Juja City Mall and the Two Rivers Mall both in Kiambu are the latest entrants into the mall craze that has hit Nairobi and its environs. The completion of Safaricom’s Crystal Rivers Mall in Mavoko later this year will bring the number of malls within the 30km radius of Nairobi CBD close to 20. As Silas Gisiora Nyanchwani indicated the other day, Nairobi now has more malls than New York. The fact that Gateway Mall in Mavoko, Taj Mall and many other malls are not fully occupied means that the supply of space in malls in now higher than the demand. But we are still building more malls.
This is the tragedy of business in Kenya. Most new entrants just follow a craze. Instead of studying the market in search of the unmet needs and fill those voids, we study the market to identify the most popular business in the market and join the bandwagon. Those who started simu ya jamii and mpesa businesses made millions, before the two became a craze and profit margins started going south. Those who started Maruti transport business at the Fedha junction, Embakasi made good money before everyone brought their Maruti and eventually Nissan Vannetes. There are now more than 55 vanettes along a 3km route that can easily be served by 15. Those who used to make sh 4,000 a day 3 years ago in that route cannot go home with sh 1500 today. And you will still find someone taking a sh 800,000 loan to buy a vanette for the Fedha-Nyayo Estate route today even if the returns are less than 1000 after paying the driver, just because vannete is the craze in Embakasi and I have to fit into that craze, even though there is no need for more vehicles in that route. Now every building along Tom Mboya has shoes supermarket complete with a recording of that guy shouting stuff to attract passersby. My hood has more wines and spirits than schools and churches combined. Now almost every idiot that can type has a blog, copy pasing content from Ghafla and Nairobian. Uber might have 20 competing firms by the end of 2017.

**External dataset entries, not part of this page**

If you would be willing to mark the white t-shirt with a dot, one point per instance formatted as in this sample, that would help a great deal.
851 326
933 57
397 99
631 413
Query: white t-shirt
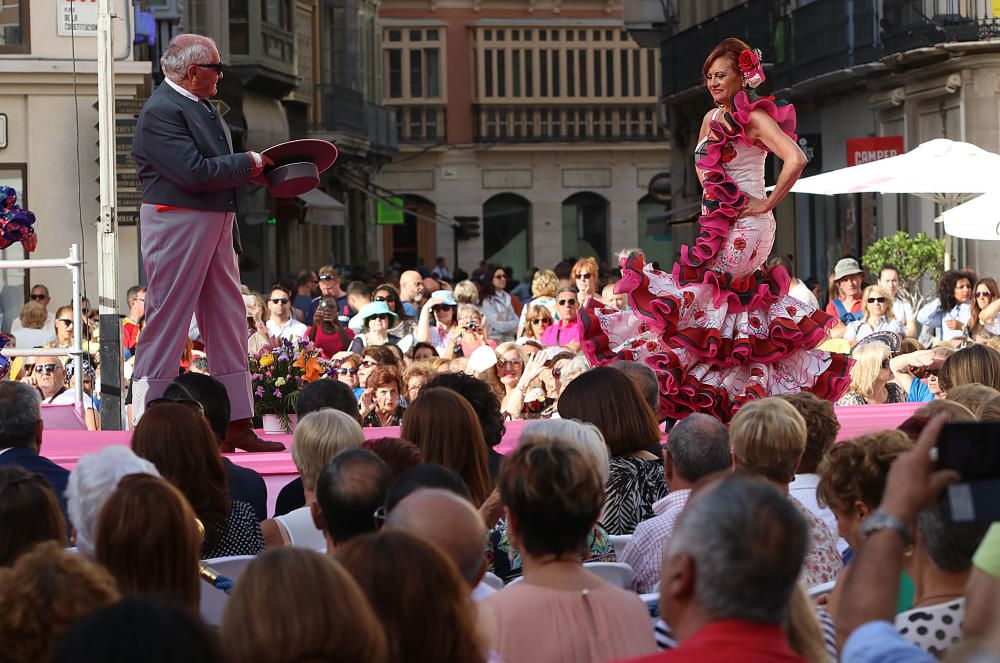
293 330
801 292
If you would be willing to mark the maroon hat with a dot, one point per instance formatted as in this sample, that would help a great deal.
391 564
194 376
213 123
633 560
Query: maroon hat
297 165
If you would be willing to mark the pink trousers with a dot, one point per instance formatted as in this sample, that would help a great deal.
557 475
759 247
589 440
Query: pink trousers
192 270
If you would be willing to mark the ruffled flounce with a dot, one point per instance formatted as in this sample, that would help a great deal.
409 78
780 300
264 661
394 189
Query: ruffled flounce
716 340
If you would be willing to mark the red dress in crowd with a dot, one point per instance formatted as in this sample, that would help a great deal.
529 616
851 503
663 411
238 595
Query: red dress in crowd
720 330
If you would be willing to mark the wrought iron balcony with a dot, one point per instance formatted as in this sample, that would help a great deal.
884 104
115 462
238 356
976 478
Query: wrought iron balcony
910 24
535 124
423 125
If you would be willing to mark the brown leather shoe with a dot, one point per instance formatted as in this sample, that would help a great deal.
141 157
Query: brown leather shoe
240 435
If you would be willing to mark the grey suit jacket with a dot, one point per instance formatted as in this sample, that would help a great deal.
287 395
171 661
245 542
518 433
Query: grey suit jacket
185 155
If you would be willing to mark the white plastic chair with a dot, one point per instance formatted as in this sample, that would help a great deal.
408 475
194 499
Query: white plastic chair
618 542
63 417
819 590
616 573
213 601
492 580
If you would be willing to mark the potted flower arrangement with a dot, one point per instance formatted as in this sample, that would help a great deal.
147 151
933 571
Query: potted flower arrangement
278 372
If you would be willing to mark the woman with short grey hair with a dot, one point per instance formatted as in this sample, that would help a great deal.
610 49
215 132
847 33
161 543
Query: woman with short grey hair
92 481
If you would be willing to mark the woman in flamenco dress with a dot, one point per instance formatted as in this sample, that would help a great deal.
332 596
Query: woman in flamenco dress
720 330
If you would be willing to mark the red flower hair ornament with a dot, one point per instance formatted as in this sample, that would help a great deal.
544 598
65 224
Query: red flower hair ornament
749 63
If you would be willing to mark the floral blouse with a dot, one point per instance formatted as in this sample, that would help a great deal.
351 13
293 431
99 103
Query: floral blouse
633 485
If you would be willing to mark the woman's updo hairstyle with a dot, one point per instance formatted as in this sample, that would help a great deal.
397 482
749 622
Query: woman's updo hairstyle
730 48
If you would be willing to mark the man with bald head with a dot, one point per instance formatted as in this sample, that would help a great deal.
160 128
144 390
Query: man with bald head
411 291
452 524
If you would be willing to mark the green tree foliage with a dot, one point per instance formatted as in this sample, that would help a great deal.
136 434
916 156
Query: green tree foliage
914 256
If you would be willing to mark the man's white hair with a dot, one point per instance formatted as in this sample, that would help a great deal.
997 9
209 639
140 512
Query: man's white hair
92 481
184 51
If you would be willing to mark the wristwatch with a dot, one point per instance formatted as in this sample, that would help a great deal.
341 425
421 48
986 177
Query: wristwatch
880 520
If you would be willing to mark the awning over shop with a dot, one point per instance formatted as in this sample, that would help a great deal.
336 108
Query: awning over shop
267 122
323 210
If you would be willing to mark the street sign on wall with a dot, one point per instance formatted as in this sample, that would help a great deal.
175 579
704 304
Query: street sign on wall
864 150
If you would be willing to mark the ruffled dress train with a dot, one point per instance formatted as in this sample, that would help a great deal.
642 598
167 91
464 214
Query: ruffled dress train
720 330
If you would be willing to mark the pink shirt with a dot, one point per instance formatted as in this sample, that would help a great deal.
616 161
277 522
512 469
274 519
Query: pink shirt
561 333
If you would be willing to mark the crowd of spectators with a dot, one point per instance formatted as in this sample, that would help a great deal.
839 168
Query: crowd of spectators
767 540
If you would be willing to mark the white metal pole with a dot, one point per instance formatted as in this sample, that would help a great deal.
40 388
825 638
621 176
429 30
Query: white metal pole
107 238
75 268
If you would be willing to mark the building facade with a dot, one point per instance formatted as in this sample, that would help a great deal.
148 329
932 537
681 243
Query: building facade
855 69
538 120
48 138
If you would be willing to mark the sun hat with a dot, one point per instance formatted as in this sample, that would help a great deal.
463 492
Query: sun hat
846 267
369 310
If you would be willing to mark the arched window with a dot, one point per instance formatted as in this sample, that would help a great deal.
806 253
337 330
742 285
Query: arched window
507 232
585 226
656 238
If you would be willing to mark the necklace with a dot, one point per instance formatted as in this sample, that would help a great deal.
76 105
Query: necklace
952 595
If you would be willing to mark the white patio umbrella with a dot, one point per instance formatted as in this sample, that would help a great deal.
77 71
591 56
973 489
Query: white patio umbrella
941 170
977 219
945 171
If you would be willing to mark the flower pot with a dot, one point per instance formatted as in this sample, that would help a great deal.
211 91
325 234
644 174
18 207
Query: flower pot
272 424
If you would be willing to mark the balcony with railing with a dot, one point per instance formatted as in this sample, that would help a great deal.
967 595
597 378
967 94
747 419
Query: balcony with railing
537 124
824 36
344 111
422 124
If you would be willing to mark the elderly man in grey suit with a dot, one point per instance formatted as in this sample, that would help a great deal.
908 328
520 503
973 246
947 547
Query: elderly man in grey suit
189 235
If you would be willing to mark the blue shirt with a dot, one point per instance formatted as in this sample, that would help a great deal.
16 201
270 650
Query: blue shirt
879 642
919 392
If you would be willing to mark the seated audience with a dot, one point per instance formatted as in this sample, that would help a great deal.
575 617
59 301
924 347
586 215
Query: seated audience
53 387
92 481
560 611
21 435
452 524
418 595
45 591
586 438
975 364
972 395
29 513
147 537
425 475
315 396
610 400
380 404
485 404
867 607
870 377
178 440
399 454
822 427
445 428
851 482
245 484
139 629
729 572
293 604
940 565
768 438
350 489
698 447
319 436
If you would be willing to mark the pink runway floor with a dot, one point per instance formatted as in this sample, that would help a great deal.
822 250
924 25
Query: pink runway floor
66 447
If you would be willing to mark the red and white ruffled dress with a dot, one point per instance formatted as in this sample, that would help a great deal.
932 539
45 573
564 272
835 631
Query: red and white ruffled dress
720 330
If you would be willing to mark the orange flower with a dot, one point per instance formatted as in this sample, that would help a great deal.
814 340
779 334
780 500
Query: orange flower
311 367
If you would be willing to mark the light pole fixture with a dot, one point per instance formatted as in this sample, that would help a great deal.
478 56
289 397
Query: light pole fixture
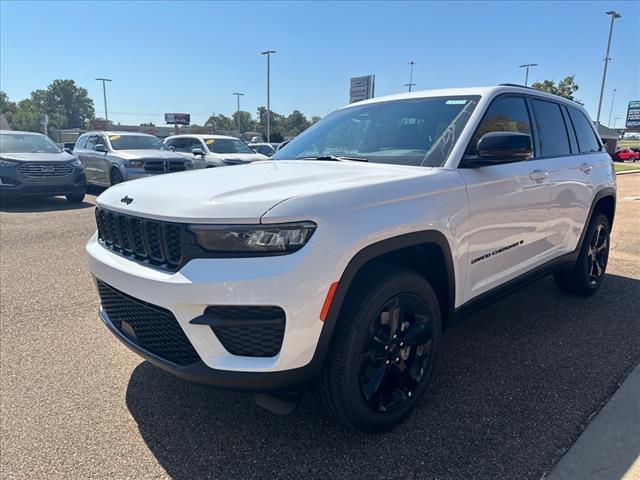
613 14
238 95
613 99
104 95
268 54
526 71
410 84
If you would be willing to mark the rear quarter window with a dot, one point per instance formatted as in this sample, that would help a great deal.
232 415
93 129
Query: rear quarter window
587 140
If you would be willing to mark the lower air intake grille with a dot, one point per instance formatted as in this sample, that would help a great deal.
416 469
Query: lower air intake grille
249 331
153 328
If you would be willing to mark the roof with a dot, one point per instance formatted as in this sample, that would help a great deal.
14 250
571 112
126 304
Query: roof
467 91
204 136
21 133
115 132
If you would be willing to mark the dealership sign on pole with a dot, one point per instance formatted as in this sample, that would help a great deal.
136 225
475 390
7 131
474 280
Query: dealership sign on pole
361 88
633 116
177 118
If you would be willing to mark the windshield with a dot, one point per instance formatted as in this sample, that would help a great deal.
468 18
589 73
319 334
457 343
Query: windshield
136 142
17 143
227 145
418 132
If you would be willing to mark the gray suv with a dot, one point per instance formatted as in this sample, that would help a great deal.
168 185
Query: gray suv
114 157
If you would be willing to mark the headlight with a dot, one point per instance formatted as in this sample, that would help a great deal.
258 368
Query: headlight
281 238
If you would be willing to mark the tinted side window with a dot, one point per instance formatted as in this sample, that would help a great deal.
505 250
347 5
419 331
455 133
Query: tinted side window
507 114
587 140
91 142
554 141
180 144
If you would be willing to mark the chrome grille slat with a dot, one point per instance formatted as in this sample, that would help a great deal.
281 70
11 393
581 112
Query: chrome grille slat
158 243
45 169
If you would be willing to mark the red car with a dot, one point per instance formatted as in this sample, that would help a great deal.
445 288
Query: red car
626 154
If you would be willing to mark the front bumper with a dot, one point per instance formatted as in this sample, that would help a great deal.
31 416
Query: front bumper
297 283
15 184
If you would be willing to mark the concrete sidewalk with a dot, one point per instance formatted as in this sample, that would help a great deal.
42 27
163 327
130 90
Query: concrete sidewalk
609 448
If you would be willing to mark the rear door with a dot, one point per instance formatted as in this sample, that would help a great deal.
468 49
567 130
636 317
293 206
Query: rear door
574 157
508 205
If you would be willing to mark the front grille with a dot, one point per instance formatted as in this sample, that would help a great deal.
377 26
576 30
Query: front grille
249 331
142 239
164 166
45 169
153 328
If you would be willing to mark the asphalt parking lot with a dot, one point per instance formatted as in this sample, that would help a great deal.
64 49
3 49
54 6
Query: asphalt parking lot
516 384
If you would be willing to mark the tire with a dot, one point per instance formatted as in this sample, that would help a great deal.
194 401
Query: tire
587 273
116 177
75 197
372 380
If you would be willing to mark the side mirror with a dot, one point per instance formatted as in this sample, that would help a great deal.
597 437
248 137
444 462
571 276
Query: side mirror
501 147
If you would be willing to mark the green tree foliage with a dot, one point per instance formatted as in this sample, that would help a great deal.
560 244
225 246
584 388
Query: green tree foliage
566 87
66 104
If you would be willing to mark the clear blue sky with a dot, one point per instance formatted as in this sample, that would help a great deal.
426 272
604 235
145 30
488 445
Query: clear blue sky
190 57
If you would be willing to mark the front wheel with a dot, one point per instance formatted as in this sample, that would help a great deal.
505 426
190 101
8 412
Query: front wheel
384 351
586 275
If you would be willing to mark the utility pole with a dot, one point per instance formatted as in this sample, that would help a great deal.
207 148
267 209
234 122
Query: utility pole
104 94
268 54
526 71
238 95
613 14
613 98
410 84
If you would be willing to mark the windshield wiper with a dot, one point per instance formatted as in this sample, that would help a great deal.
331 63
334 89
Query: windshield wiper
336 158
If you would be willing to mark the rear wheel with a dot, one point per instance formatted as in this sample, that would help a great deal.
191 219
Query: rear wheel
384 351
586 275
116 177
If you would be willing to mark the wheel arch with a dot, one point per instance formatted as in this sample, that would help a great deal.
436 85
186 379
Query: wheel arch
431 246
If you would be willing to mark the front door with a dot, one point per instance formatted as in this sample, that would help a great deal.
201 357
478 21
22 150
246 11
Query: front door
508 206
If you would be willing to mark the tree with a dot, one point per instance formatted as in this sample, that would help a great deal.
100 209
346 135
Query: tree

Have we run out of unexploited business opportunities that the only option left is to copy paste the existing ones? Have we run out of human needs to meet or are we just too lazy to think out of the box or study the markets to unearth more needs to meet. As you plan to start a businness venture, ask yourself, am I just following a certain craze or there is an existing void I want to fill? Is the market segment I am about to enter already saturated? You can only enter an already saturated segment if the goods and services you want to provide stand waay high above the rest. Business is much more than a fashion trend. Do business to serve a need, to fill a void, not just to fit in.